A lawyer who threatened countless individuals in copyright troll-style lawsuits has been slammed by the Fifth Circuit Court of Appeals. The highly colorful Evan Stone sent subpoenas to ISPs without permission of the court in order to extract payments from alleged BitTorrent users, but will now take a huge hit to his reputation. On top of a fine and paying costs to the EFF and Public Citizen, he will have to inform all clients and judges he currently has cases with about this ruling against him.
In 2010, lawyer Evan Stone filed a suit on behalf of Mick Haig Productions against 670 as-yet unknown individuals the company believed had been unlawfully sharing their film “Der Gute Onkel” using BitTorrent.
However, events took a turn for the strange.
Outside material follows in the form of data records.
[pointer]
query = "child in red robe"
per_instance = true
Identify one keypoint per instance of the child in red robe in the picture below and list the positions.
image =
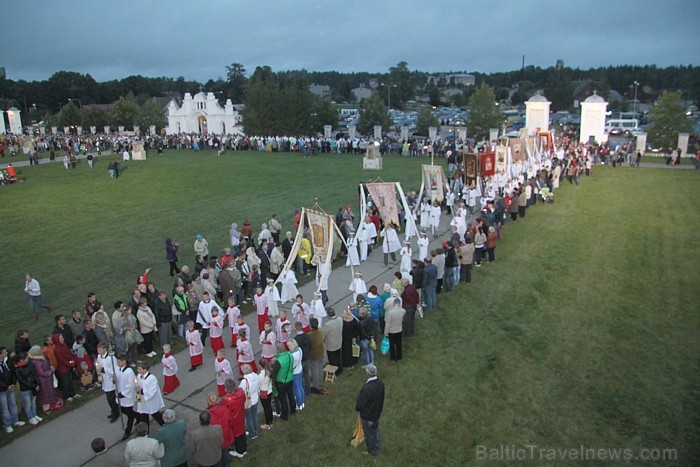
(170, 381)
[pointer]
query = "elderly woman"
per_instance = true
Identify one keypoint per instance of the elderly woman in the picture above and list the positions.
(173, 436)
(250, 383)
(46, 397)
(103, 329)
(351, 334)
(127, 337)
(143, 451)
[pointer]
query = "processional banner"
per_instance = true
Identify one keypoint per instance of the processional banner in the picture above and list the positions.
(435, 182)
(321, 231)
(384, 198)
(488, 164)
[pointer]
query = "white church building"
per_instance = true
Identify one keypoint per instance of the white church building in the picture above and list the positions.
(203, 114)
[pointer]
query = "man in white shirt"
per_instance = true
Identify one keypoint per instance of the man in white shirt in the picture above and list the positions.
(33, 289)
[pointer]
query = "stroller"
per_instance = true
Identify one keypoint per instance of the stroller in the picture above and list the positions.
(546, 196)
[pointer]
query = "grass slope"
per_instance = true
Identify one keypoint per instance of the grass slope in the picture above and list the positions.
(583, 333)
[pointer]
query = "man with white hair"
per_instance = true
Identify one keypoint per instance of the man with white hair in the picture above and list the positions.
(370, 403)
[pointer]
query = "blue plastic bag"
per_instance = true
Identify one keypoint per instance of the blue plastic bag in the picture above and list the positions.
(385, 345)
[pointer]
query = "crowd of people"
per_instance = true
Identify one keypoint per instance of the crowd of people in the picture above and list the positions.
(94, 349)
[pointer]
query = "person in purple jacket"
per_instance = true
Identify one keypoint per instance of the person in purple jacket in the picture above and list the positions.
(171, 256)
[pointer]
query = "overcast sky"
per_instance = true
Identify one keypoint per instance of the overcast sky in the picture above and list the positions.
(111, 39)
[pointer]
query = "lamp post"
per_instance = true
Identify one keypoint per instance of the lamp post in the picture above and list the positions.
(634, 103)
(80, 104)
(388, 88)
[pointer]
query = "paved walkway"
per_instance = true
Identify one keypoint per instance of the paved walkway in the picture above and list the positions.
(65, 441)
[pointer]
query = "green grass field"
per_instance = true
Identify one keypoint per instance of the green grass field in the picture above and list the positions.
(583, 333)
(80, 231)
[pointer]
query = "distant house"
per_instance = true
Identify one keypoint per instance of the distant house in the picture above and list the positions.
(461, 79)
(321, 90)
(583, 89)
(361, 92)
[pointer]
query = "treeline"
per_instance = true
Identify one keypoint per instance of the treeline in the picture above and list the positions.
(40, 99)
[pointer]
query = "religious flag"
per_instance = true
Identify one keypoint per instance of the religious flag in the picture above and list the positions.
(384, 198)
(488, 164)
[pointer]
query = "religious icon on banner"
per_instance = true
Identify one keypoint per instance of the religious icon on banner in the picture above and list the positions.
(501, 156)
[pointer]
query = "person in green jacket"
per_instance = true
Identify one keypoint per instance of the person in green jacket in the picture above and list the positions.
(172, 435)
(283, 374)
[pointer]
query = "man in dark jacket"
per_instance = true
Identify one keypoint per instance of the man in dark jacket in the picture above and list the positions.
(8, 404)
(429, 284)
(164, 315)
(370, 403)
(304, 343)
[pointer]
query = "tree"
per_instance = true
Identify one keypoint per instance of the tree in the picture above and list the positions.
(425, 120)
(373, 112)
(69, 115)
(153, 114)
(125, 112)
(668, 119)
(95, 116)
(261, 103)
(235, 75)
(323, 113)
(484, 114)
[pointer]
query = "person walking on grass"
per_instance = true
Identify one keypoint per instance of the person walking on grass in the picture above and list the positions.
(369, 404)
(33, 289)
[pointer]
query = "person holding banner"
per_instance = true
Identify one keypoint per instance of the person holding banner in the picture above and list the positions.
(390, 243)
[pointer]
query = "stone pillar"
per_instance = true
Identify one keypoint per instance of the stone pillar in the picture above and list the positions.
(462, 133)
(593, 119)
(537, 112)
(404, 133)
(432, 133)
(641, 142)
(15, 120)
(683, 143)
Soon both EFF and Public Citizen, who had been appointed by a judge to act in the Does’ interests, learned that at least one ISP had already been handing their subscribers’ identities over to Stone. It transpired that Stone had been issuing subpoenas to ISPs without the court’s permission.
“To summarize the staggering chutzpah involved in this case: Stone asked the Court to authorize sending subpoenas to the ISPs. The Court said ‘not yet.’ Stone sent the subpoenas anyway,” Judge Godbey wrote.
“The Court appointed the Ad Litems [EFF and Public Citizen] to argue whether Stone could send the subpoenas. Stone argued that the Court should allow him to – even though he had already done so – and eventually dismissed the case ostensibly because the Court was taking too long to make a decision.”
All along Stone had been receiving information from ISPs and had even contacted some of the 670 Does with letters seeking cash settlement for their alleged infringements.
“Because Stone obtained information that he had no right to receive, the subpoenas falsity transformed the access of the Does’ information from a bona fide state-sanctioned inspection into private snooping. The Court rarely has encountered a more textbook example of conduct deserving of sanctions,” he added.
But true to form Stone would not be giving in, informing Ars Technica: “After three rewrites, I finally decided I’m just going to have to let Justin Bieber do my quoting for me: ‘Whenever you knock me down I will not stay on the ground.’”
Inevitably Stone appealed, and yesterday the Fifth Circuit Court of Appeals handed down its ruling. For everyone involved, Stone excepted, it was worth the wait.
On appeal Stone presented a number of arguments but the court noted that “none of these arguments, thus, was preserved for purposes of appeal, nor does Stone contend they were. Accordingly, all the issues Stone raises on appeal have been waived.”
And in a clear indication that the courts are becoming wise to the tactics of Stone and others like him, came the following statement.
“Stone committed those violations as an attempt to repeat his strategy of suing anonymous internet users for allegedly downloading pornography illegally, using the powers of the court to find their identity, then shaming or intimidating them into settling for thousands of dollars, a tactic that he has employed all across the state and that has been replicated by others across the country,” the Judges wrote in their ruling.
“The stay of sanctions is therefore VACATED, and any sanctions imposed
by the district court are AFFIRMED.”
Stone was hit with a $10,000 fine and ordered to pay the costs of the EFF and Public Citizen. Other sanctions compel him to inform all clients and judges he currently has cases with about this ruling against him. Reputation-wise, this kind of hit will be hard to recover from.